Baghdad was ruled at the time by the fabled Harun ar Rasheed who had inherited the School of Translation established by Caliph al Mansur in 765 CE. This was a golden age for Muslims. It was a moment in history when the Islamic civilization opened its doors to new ideas from the East and the West. As the Abbasid Empire had grown, it had come into contact with ideas from classical Greek, Indian, Zoroastrian, Buddhist and Hindu civilizations. The confident Muslims took these ideas and remolded them in a uniquely Islamic mold. Out of this caldron came Islamic art, architecture, astronomy, chemistry, mathematics, medicine, music, philosophy and ethics.
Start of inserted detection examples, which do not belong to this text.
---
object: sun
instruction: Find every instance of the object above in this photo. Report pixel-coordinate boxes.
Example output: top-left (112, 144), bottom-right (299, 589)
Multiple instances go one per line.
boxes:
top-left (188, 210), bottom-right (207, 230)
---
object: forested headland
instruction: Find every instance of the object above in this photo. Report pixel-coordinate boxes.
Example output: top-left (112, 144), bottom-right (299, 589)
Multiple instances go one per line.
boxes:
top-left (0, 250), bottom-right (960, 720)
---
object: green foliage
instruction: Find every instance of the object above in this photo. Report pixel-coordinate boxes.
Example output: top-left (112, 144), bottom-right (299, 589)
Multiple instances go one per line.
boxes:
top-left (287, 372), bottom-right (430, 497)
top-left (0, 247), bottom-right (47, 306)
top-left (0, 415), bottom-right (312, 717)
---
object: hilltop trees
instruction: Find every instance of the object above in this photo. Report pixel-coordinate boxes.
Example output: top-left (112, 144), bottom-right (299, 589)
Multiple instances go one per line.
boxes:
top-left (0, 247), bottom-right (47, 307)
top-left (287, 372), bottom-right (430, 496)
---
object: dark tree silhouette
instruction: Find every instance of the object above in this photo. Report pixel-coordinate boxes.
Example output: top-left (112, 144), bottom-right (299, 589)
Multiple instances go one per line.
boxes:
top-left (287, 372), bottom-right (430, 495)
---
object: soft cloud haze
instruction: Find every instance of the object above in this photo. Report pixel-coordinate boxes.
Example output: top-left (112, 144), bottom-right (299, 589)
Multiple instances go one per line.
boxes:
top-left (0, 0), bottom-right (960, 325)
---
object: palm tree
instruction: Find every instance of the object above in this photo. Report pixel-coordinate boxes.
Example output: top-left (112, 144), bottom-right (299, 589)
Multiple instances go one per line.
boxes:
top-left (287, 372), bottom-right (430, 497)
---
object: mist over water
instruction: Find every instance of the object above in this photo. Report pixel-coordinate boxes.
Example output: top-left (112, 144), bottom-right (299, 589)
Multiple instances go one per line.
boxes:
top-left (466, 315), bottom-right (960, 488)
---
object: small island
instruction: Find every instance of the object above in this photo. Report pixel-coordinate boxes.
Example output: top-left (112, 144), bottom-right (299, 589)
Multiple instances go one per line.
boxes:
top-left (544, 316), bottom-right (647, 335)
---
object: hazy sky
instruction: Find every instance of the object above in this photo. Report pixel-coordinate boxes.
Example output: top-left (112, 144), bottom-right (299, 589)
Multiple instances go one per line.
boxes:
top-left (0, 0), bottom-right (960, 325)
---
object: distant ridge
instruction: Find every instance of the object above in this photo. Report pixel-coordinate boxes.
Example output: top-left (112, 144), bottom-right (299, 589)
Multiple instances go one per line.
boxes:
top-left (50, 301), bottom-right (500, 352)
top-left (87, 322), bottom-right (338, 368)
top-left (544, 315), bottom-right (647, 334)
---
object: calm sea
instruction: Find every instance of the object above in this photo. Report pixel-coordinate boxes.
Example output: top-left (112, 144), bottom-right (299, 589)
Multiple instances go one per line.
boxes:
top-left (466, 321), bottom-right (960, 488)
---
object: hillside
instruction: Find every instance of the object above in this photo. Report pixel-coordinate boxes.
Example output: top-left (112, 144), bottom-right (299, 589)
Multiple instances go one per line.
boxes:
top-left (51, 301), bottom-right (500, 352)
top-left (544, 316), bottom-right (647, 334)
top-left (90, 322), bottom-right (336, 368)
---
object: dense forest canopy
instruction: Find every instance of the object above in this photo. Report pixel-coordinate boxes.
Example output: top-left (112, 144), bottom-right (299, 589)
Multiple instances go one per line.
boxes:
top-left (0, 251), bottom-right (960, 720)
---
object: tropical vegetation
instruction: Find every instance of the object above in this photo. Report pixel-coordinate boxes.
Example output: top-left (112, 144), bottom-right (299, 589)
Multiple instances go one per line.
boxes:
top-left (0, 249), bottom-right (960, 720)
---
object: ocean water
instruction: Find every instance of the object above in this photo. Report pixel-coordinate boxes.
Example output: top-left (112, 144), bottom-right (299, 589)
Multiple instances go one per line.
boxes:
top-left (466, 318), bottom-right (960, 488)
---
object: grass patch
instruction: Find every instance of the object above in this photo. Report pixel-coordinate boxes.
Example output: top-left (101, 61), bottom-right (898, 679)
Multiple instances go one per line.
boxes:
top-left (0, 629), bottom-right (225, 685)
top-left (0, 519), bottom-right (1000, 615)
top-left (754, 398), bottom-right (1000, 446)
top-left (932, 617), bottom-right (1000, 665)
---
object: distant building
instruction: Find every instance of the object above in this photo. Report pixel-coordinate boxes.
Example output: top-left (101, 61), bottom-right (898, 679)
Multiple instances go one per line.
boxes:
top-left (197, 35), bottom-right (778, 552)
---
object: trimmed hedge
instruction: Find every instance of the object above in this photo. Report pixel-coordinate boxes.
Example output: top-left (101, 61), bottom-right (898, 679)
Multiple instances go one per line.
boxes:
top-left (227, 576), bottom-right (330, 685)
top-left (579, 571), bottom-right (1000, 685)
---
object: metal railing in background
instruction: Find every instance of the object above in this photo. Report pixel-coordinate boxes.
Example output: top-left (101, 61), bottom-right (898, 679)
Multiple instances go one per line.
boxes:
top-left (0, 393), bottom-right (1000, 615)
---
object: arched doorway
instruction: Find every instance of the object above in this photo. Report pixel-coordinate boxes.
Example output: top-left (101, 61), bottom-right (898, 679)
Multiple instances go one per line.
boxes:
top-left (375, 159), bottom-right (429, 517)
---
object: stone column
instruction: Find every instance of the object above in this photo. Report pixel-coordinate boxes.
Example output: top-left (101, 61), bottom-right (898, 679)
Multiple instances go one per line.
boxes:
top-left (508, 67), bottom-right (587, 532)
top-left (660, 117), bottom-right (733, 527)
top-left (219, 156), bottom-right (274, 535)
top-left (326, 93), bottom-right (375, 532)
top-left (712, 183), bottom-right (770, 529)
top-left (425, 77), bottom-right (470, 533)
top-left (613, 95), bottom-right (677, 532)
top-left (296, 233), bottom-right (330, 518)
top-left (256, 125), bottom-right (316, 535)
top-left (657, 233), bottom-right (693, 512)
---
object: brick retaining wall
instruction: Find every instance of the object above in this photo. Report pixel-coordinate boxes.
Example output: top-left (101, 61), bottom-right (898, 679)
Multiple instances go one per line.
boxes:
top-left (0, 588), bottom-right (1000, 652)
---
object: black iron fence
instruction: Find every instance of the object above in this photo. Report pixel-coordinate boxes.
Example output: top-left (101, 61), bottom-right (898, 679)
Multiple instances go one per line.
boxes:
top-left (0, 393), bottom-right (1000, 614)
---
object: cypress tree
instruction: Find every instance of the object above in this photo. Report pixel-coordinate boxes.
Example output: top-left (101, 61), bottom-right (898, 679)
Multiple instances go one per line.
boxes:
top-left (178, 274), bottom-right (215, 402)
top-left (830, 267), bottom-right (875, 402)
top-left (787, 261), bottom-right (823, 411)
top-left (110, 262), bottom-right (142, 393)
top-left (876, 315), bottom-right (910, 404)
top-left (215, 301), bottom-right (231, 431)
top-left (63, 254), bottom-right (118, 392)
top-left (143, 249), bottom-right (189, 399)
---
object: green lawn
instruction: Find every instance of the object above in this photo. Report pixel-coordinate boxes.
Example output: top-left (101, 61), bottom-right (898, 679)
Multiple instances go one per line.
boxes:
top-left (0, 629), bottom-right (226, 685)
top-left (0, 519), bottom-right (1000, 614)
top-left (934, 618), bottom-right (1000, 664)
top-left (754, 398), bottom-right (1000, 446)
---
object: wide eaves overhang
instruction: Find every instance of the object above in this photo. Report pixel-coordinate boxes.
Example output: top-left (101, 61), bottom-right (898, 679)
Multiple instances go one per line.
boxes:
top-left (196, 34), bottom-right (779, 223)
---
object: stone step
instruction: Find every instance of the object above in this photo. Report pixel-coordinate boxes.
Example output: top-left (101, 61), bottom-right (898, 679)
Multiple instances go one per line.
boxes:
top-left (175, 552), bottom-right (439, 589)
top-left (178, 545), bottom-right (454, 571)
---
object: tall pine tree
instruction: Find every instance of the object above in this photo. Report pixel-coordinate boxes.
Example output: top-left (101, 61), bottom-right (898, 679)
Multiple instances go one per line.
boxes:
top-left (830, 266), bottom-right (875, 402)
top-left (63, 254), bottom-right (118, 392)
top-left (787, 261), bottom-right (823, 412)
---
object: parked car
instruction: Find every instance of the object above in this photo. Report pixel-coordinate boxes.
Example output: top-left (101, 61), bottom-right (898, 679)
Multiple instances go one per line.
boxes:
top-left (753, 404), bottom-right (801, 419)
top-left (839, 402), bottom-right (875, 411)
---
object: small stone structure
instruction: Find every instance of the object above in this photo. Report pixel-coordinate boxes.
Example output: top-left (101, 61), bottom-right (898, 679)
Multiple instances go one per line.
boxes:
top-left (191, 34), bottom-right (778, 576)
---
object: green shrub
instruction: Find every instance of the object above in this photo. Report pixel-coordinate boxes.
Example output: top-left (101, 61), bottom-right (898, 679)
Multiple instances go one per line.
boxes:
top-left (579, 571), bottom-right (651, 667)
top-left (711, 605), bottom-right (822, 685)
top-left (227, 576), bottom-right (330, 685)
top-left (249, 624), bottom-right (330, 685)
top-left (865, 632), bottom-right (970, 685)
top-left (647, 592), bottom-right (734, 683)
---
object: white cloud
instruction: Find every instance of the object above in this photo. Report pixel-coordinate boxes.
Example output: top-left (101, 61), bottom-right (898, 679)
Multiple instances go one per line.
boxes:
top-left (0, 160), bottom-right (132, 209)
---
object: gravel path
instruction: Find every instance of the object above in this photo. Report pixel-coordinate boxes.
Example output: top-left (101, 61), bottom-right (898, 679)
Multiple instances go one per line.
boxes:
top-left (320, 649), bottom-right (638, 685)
What gave the Muslims the confidence to face other civilizations was their faith. With a confidence firmly rooted in revelation, the Muslims faced other civilizations, absorbing that which they found valid and transforming it in the image of their own belief. The Qur’an invites men and women to learn from nature, to reflect on the patterns therein, to mold and shape nature so that they may inculcate wisdom. “We shall show them our Signs on the horizon and within their souls until it is manifest unto them that it is the Truth” (Qur’an, 41:53). It is during this period that we see the emergence of the archetype of classical Islamic civilization, namely the Hakim(meaning, a person of wisdom). In Islam, a scientist is not a specialist who looks at nature from the outside, but a man of wisdom who looks at nature from within and integrates his knowledge into an essential whole. The quest of the Hakim is not just knowledge for the sake of knowledge but the realization of the essential Unity that pervades creation and the interrelationships that demonstrate the wisdom of God.